You've got a good eye. 

Stonehaus

Always a good sign to see a breeder is a Poodle Club member and an AKC Breeder of Merit. Still no guarantees in life but membership in each requires a higher level of accountability.
Poodle Club of Massachusetts 

Not finding how current this is, but InfoDog is another source that being mentioned in is a positive sign.
InfoDog - The Dog Fancier's Complete Resource for information about AKC Dog Show Events, and Dog Products and Services

OFA listed health testing
Advanced Search | Orthopedic Foundation for Animals | Columbia, MO (ofa.org) 


Dan DS Standard Poodles TN

Show mention
InfoDog - The Dog Fancier's Complete Re... Events, and Dog Products and Services.pdf (netdna-ssl.com)

Advanced Search | Orthopedic Foundation for Animals | Columbia, MO (ofa.org)



D and D Standard Poodles PA

"We are both members of the Poodle Club of the Leigh Valley"

"All of our dogs have AKC titles. We also show in UKC so you will also see UKC titles on most of our dogs as well."

Advanced Search | Orthopedic Foundation for Animals | Columbia, MO (ofa.org)


Astyanax Poodles

Show mention
UKC Top Ten and All-Star Rankings | United Poodle Association 

InfoDog - The Dog Fancier's Complete Resource for information about AKC Dog Show Events, and Dog Products and Services 

Advanced Search | Orthopedic Foundation for Animals | Columbia, MO (ofa.org)


----------



## farleysd (Apr 18, 2011)

I know Ellen from Stonehaus poodles. She bred to my silver boy Quincy many years back. She has also had dealings with my friend Stacey. Everything I have known and have heard about Ellen would allow me to do business with her again


----------



## TerraFirma (12 mo ago)

A Kramer said:


> Not sure why my short list of breeders seems to be so obscure, but after much assessment and evaluation here’s where I’ve landed. I’d appreciate any feedback from people who have experience working with any of these breeders.

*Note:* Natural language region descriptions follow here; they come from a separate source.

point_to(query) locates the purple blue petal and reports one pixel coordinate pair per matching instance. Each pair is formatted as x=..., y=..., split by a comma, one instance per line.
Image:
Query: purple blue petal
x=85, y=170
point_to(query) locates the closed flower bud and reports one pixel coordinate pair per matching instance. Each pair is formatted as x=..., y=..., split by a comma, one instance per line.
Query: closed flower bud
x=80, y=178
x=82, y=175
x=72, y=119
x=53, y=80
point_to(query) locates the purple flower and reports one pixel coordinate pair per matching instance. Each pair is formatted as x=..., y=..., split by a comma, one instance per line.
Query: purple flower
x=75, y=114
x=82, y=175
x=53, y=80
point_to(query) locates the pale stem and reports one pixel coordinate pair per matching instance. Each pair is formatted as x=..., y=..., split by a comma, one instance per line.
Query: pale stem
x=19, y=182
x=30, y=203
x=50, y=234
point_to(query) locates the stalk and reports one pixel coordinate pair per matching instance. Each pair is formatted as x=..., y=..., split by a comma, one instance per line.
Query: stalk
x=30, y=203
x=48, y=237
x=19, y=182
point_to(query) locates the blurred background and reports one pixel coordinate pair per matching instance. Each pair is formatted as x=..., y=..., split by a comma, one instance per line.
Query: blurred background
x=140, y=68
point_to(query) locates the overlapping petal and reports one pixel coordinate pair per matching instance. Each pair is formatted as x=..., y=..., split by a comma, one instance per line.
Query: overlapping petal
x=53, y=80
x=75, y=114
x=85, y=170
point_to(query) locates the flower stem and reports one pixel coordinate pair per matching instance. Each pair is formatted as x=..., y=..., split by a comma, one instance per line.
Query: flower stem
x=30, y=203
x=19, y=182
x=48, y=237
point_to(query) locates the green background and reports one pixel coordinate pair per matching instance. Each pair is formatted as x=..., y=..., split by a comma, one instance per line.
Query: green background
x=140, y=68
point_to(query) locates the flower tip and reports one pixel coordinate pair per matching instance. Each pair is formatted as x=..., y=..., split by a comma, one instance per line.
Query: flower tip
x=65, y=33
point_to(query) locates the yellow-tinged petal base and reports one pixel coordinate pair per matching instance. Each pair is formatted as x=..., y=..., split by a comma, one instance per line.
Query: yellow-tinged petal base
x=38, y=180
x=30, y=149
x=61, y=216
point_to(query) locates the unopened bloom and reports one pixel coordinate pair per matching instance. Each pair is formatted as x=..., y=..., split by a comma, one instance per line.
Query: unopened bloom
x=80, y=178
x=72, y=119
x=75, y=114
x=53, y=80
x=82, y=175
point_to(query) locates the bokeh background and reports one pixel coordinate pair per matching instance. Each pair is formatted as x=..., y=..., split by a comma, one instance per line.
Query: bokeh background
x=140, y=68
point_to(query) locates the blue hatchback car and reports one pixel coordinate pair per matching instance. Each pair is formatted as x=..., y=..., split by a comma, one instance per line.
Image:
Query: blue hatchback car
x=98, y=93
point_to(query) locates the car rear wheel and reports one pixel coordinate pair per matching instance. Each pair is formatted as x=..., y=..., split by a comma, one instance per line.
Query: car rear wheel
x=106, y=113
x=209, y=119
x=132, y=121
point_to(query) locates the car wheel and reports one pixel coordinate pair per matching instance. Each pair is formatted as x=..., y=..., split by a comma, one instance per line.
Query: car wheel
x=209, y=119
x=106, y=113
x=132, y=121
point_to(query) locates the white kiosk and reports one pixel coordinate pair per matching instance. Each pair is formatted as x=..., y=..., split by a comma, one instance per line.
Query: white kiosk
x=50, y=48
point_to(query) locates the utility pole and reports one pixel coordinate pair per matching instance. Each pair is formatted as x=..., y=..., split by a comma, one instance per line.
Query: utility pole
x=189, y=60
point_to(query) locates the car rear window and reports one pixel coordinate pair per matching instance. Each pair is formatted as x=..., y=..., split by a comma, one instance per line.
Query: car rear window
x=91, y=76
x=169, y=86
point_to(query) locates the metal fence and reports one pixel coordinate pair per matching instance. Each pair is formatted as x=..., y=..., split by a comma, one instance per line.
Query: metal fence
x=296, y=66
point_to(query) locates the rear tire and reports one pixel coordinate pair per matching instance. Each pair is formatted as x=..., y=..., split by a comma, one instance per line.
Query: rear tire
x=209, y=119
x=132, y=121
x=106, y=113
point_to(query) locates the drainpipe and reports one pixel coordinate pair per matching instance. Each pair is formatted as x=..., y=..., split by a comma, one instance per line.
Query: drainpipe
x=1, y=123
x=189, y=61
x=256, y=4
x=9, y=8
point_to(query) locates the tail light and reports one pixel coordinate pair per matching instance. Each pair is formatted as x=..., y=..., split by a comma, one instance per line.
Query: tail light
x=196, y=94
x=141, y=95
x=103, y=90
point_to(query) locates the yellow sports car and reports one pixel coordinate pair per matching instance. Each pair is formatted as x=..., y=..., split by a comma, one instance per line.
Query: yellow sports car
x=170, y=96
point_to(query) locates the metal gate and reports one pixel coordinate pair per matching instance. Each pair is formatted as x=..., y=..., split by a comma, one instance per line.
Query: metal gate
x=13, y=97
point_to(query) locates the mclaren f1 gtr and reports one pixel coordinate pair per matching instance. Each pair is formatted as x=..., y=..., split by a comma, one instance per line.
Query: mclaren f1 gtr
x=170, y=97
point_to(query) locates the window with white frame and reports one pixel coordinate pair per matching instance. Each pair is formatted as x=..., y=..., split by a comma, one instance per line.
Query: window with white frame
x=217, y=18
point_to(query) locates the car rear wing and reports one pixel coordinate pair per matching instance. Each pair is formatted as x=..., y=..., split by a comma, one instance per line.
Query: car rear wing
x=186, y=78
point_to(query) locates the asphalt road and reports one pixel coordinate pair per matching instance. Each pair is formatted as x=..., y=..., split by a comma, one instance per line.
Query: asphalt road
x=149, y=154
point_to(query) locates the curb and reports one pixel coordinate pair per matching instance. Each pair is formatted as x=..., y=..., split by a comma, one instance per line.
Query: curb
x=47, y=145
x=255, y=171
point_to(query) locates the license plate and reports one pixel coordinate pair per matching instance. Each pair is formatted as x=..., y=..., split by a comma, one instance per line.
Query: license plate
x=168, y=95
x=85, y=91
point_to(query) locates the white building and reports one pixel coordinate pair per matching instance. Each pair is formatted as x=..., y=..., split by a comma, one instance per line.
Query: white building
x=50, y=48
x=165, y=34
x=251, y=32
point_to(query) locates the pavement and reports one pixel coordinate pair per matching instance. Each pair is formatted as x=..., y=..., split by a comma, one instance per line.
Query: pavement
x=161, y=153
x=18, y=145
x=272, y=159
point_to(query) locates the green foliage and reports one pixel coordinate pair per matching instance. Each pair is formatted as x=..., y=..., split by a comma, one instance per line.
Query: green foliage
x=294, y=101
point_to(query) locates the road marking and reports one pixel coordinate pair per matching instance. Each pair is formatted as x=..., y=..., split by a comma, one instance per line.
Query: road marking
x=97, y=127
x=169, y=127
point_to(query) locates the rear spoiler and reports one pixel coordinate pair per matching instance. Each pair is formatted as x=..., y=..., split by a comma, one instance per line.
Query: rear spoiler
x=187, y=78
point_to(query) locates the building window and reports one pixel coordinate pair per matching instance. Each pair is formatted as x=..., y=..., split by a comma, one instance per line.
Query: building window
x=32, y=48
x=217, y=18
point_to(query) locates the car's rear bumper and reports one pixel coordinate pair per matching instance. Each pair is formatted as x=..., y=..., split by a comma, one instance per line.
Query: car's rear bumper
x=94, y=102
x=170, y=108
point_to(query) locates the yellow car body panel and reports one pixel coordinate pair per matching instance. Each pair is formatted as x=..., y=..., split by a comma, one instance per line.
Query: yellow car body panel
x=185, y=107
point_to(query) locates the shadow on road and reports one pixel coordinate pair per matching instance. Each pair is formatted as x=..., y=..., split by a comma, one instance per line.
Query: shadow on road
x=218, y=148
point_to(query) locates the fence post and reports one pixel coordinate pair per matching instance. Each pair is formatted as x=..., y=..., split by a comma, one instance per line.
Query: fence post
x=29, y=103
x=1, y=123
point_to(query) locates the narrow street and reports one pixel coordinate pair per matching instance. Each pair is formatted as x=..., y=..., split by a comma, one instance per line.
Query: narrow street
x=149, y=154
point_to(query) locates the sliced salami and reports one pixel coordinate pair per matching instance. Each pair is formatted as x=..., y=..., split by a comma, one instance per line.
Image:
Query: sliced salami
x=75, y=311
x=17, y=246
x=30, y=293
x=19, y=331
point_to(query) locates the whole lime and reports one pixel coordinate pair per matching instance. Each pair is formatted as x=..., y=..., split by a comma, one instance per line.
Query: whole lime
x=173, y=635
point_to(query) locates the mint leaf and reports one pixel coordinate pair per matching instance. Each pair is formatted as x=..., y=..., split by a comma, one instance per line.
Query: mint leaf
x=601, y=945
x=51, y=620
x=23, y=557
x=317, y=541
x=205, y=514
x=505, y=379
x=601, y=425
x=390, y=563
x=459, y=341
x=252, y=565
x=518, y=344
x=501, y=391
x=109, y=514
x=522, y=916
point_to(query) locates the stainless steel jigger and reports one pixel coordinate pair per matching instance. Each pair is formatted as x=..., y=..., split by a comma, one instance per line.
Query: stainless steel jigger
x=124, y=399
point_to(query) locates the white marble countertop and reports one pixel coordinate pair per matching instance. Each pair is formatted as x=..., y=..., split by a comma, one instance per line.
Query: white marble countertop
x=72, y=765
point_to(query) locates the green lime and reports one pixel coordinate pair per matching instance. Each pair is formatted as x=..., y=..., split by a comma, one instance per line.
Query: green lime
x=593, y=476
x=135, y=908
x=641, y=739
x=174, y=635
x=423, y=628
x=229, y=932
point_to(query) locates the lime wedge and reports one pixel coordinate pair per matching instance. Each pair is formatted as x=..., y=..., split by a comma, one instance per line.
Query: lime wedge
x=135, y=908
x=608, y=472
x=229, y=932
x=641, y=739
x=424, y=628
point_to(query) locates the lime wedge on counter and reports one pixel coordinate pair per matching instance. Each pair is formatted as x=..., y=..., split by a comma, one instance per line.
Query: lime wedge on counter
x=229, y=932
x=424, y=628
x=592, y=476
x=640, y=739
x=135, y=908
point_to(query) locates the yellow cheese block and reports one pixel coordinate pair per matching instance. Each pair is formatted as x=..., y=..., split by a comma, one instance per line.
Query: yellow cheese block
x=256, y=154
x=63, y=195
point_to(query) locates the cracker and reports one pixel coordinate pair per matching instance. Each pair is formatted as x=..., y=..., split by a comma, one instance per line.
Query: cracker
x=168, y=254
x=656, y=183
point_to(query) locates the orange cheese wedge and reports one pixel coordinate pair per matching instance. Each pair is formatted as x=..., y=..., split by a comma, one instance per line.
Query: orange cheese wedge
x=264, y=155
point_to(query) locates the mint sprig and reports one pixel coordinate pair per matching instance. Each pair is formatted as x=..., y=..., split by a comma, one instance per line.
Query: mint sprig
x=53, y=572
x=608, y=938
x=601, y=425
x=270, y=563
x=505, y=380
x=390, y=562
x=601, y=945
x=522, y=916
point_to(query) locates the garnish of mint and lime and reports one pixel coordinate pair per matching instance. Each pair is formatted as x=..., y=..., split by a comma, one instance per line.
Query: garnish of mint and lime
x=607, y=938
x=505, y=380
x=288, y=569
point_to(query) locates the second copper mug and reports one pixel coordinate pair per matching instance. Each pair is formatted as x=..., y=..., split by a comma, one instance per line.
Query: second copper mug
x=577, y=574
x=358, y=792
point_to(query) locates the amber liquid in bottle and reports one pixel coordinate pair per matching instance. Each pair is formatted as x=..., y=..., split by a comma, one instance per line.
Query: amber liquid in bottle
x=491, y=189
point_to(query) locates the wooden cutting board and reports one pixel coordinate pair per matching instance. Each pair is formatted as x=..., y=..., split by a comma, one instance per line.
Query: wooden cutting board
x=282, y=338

I don’t find much online about them.
> 
> Stonehaus Standard Poodles (MA)
> Dan DS Standard Poodles (TN)
> ...


I see Becky Arch has handled for both Stonehaus and D&D. If you can synch up with her, perhaps she would be willing to chat with you about the temperament differences of each line to give additional perspective. Beautiful dogs from both. Good luck in your search, and I hope that you share photos when you have a new little boy!


----------



## A Kramer (Sep 27, 2021)

TerraFirma said:


> I see Becky Arch has handled for both Stonehaus and D&D. If you can synch up with her, perhaps she would be willing to chat with you about the temperament differences of each line to give additional perspective. Beautiful dogs from both. Good luck in your search, and I hope that you share photos when you have a new little boy!


Anyone have ideas about how I might reach Becky Arch? I searched for her in several places, and did find a registered handlers directory on AKC but she’s not listed there. Kind of feel like I’ve hit a dead end, but would really like to get her take on the temperaments as I think that’s an excellent idea, thank you. I appreciate any help this group can provide.


----------



## TerraFirma (12 mo ago)

A Kramer said:


> Anyone have ideas about how I might reach Becky Arch? I searched for her in several places, and did find a registered handlers directory on AKC but she’s not listed there. Kind of feel like I’ve hit a dead end, but would really like to get her take on the temperaments as I think that’s an excellent idea, thank you. I appreciate any help this group can provide.


I sent you DM on making connections.


----------